I was working on a project with User
and Costumer
identificação. The first is generated by the web app, and the second by the business department.
So I had to develop a logic to make those match between identifications.
The User
entity needs to know the Costumer
identification and, in order to make the match, first I selected the users without a costumer and extracted a list of emails. Then, I selected the customers based on this email list. This statement can be transcribed to SQL syntax, like this:
SELECT *
FROM Customers
WHERE email IN (SELECT email FROM Users WHERE CustomerId IS NULL)
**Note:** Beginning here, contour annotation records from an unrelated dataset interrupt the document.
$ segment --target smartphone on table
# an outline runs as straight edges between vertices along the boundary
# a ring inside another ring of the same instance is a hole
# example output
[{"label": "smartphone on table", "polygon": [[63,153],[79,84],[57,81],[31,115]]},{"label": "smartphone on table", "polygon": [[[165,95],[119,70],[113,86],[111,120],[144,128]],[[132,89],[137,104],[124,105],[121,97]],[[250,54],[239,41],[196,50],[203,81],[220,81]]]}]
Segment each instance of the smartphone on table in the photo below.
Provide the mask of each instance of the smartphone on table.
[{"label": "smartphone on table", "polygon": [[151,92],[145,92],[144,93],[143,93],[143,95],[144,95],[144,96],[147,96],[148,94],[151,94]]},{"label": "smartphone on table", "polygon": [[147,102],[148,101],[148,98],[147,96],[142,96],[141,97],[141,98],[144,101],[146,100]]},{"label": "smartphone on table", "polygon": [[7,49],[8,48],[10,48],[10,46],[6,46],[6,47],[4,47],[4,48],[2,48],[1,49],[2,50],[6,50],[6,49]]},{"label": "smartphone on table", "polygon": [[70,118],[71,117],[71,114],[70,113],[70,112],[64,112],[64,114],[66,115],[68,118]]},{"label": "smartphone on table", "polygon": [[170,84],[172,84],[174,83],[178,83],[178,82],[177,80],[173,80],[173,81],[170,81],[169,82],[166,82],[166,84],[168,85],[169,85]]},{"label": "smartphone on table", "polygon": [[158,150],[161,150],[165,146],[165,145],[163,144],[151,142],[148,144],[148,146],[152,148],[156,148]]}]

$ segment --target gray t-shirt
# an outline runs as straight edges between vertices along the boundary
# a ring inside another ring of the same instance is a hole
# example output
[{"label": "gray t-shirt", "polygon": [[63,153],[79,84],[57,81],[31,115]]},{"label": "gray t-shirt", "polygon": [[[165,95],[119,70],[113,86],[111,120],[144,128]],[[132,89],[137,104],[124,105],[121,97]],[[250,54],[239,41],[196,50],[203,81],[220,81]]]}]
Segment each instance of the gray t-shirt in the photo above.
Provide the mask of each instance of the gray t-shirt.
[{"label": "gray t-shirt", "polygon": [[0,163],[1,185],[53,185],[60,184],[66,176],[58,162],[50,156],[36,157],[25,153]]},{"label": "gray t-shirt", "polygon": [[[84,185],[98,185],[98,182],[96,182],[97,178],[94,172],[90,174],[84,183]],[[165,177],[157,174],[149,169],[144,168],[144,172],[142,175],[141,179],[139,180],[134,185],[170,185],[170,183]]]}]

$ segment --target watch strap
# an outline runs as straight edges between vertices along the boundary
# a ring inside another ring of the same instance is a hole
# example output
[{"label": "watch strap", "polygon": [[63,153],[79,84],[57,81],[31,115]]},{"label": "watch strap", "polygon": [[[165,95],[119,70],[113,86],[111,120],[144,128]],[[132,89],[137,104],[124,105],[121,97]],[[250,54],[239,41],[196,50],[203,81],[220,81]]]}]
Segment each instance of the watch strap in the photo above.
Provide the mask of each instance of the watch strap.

But how to translate the SQL to C# LINQ API?
- First, make the selection from Users, extracting the list of emails
- Select the Customers with those emails
This way:
var emails = _userManager.Users
.Where(user => user.CustomerId == null)
.Select(user => user.Email) // extract the emails from users
.ToList();
var customers = _applicationRepository.GetCustomers()
.Where(customer => emails.Contains(customer.Email)) // the Contains method carry the IN logic when translated to SQL script
.ToList();
Now we have the match programmatically.
That's it!
Top comments (9)
Thank Alex,
the translation looked easy to understand as the LINQ version matches with SQL statement 👍.
And I have a question regarding the conversion.
Would the LINQ version fetch all data from database first and filter (using
Where
clause) in memory?or
would the query create an optimal syntax to send to the database and fetch only filtered records?
Calling
ToList()
results in execution of the query. So the first statement will make an in memory list of email addresses.To get a better feel for what's happening you can intercept the actual queries. Assuming Entity framework is used: Log Queries executed by Entity Framework DbContext.
I stopped writing C# right as LINQ got popular so I don't know it too well but I believe this does store the list of emails in memory.
In SQL you could do this:
and achieve the same result without a subquery. I don't know how you'd go about translating that to LINQ though.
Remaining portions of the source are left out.